Different memories flood black from the all-conquering 2019 campaign where Ricken came on board late in the day.
After each training session the players had to send him a message of what they felt they did well and did poorly, areas for improvement and areas where they have improved. The teenagers thrived on this self-accountability. They didn’t want to be spoon-fed.
And then there was the tea and toast mentality he instilled in them.

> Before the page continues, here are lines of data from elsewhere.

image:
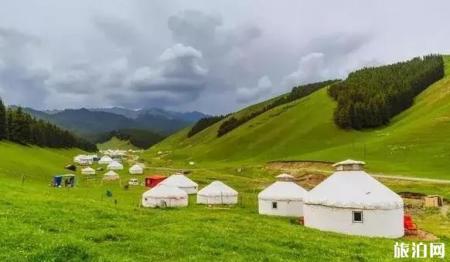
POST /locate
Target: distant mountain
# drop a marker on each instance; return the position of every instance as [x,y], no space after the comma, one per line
[91,122]
[190,117]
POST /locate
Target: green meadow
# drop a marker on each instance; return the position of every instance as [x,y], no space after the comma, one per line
[42,223]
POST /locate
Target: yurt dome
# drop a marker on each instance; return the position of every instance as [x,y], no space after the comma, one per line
[165,196]
[88,171]
[282,198]
[182,182]
[351,201]
[105,160]
[114,165]
[111,175]
[217,193]
[136,169]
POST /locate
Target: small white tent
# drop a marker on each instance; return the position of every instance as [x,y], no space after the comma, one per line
[105,160]
[165,196]
[182,182]
[88,171]
[136,170]
[111,175]
[352,202]
[217,193]
[114,165]
[282,198]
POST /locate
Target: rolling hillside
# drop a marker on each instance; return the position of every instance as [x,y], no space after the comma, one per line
[415,143]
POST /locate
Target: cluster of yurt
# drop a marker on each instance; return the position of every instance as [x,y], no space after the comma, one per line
[111,176]
[350,201]
[114,165]
[136,169]
[174,192]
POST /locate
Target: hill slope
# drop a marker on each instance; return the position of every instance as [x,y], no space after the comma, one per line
[415,143]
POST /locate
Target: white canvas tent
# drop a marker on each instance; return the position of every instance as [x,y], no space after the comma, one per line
[114,165]
[182,182]
[217,193]
[165,196]
[105,160]
[352,202]
[282,198]
[110,176]
[88,171]
[136,169]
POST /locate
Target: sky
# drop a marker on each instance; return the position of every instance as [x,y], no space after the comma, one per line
[210,56]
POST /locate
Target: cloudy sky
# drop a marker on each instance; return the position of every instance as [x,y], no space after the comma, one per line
[211,56]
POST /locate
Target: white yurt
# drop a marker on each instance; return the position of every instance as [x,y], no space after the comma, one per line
[111,175]
[282,198]
[182,182]
[165,196]
[352,202]
[217,193]
[105,160]
[114,165]
[88,171]
[136,170]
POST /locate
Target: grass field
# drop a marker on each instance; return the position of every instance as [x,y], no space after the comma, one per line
[40,223]
[415,143]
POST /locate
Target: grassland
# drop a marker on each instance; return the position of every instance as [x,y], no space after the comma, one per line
[41,223]
[415,143]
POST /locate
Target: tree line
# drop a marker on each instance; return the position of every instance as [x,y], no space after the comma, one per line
[20,127]
[203,124]
[370,97]
[296,93]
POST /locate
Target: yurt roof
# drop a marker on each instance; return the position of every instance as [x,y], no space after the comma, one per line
[349,162]
[136,167]
[179,180]
[353,189]
[111,173]
[283,190]
[165,191]
[217,188]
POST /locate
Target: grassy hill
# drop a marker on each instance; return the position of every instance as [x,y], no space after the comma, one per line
[41,223]
[415,143]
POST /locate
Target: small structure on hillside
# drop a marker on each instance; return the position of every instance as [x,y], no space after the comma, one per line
[64,180]
[282,198]
[105,160]
[182,182]
[88,171]
[114,165]
[111,176]
[154,180]
[433,201]
[352,202]
[165,196]
[136,170]
[217,193]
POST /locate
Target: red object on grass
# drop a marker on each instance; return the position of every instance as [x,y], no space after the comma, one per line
[408,223]
[152,181]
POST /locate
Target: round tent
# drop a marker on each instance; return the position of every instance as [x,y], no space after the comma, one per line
[136,170]
[88,171]
[352,202]
[282,198]
[165,196]
[105,160]
[217,193]
[111,175]
[115,166]
[182,182]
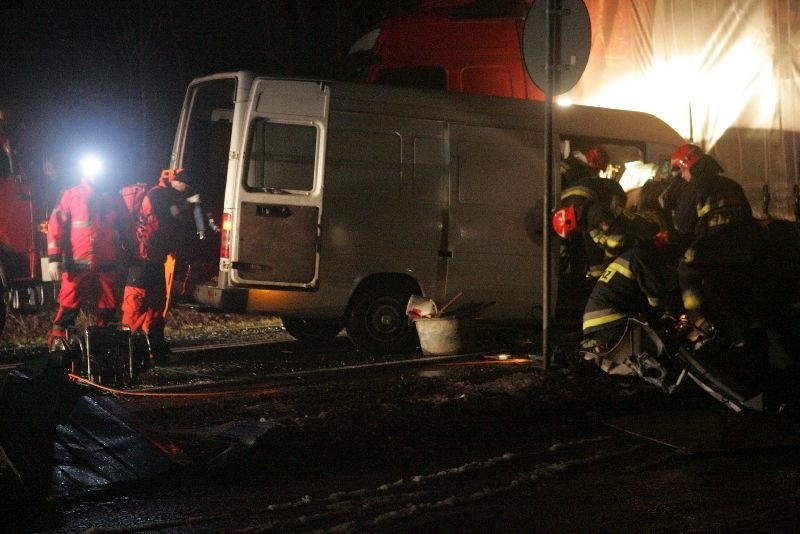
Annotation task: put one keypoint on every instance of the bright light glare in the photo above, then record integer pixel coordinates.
(91, 166)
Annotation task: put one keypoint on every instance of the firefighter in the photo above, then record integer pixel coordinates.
(714, 220)
(89, 232)
(161, 236)
(586, 205)
(633, 285)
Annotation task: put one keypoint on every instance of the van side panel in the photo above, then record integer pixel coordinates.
(386, 187)
(496, 218)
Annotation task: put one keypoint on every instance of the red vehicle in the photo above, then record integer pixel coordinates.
(468, 46)
(21, 241)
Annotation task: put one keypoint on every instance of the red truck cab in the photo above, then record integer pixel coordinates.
(20, 239)
(468, 46)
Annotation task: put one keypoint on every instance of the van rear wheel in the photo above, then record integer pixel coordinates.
(313, 331)
(377, 321)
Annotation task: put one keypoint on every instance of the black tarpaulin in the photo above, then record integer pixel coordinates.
(64, 440)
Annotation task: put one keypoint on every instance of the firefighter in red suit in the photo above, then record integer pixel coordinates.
(89, 232)
(160, 233)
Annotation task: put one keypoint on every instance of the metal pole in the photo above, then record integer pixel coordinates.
(550, 31)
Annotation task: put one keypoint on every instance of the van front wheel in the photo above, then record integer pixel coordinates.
(377, 321)
(313, 331)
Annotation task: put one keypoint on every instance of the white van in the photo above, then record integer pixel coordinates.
(339, 201)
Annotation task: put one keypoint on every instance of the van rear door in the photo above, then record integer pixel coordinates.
(279, 197)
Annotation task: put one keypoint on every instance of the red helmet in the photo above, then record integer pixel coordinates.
(597, 158)
(565, 220)
(686, 156)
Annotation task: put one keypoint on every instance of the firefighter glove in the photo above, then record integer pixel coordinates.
(55, 269)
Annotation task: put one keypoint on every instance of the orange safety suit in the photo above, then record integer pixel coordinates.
(145, 297)
(89, 232)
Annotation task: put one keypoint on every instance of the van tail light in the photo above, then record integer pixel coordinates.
(225, 234)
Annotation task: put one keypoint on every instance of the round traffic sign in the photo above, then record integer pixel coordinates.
(572, 34)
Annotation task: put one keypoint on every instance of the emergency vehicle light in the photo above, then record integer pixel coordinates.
(91, 166)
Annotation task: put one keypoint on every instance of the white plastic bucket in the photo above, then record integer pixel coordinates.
(420, 307)
(441, 336)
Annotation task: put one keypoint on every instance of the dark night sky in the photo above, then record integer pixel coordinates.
(110, 75)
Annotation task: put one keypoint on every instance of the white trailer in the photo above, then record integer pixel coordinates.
(338, 201)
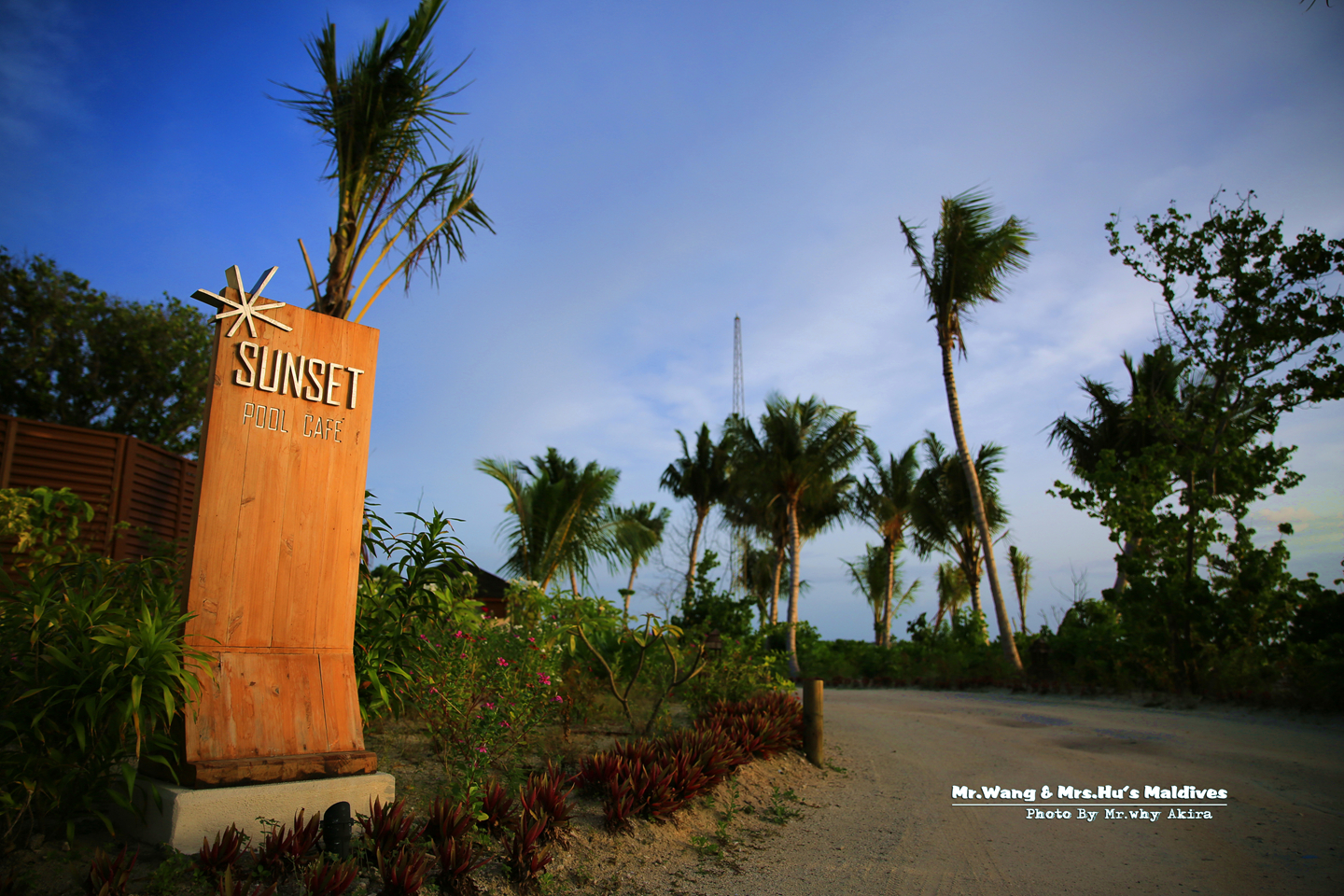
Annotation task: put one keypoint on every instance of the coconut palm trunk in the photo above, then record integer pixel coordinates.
(885, 639)
(695, 544)
(1010, 645)
(775, 592)
(794, 581)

“He was telling us how after a recent surgery, his wife and kids were standing over him asking how he was and how the surgery had gone, but all he was thinking about was getting tea and toast. He kept reiterating that story throughout the year and so tea and toast became our attitude with regards to next ball, next ball.
“When Dublin goaled to go 1-6 to 0-0 up at the beginning of the All-Ireland final, Seán Meehan ran into our goalkeeper Josh O’Keeffe, who’d made a mistake for the goal and probably knew he’d made a mistake too, and he just said to Josh, tea and toast.
“We won the kickout and went up and got two goals one after the other. All year, it was just tea and toast. It might sound stupid, but it just meant that no matter what is going wrong, you can fix it.”
Yours truly and Ricken grabbed a friendly coffee before the minor campaign threw in. He was told how Jamie Wall had waxed lyrically about him during an interview, but that the praise had wound up on the cutting room floor.
“That’s the place for it,” Ricken modestly quipped.
This latest All-Ireland final run has provided an avenue to salvage from the cutting room floor.
Wall never played under Keith, they were instead third-level contemporaries. The relationship progressed from there. The then CIT GAA development officer became a mentor to the Mary I Fitzgibbon manager.
“Keith just decided to be a good mentor to me because we had no link other than just literally going against each other in colleges. Keith is Keith, a really good person,” said Wall last February.
“We lost a county final with Kilbrittain in 2021 at Páirc Uí Chaoimh, and it was tough going. I remember coming into the tunnel immediately after just to compose myself. Keith was there.
“He came down to see me and I remember him saying, ‘I know this is probably upsetting you more than what happened to you eight years ago because that is the way you are, but what you do in the next two, three hours is part of being a manger. You behave yourself in a certain way, you conduct yourself with dignity’.
“I remember thinking, 'Jesus, that was fucking brilliant'. Right when I needed it, real practical, and from a fella who had been through all of that 10 times over.”
Glowing and selfless anecdotes. Win or lose on Sunday, the Cork minor class of 2026 will tell theirs in time.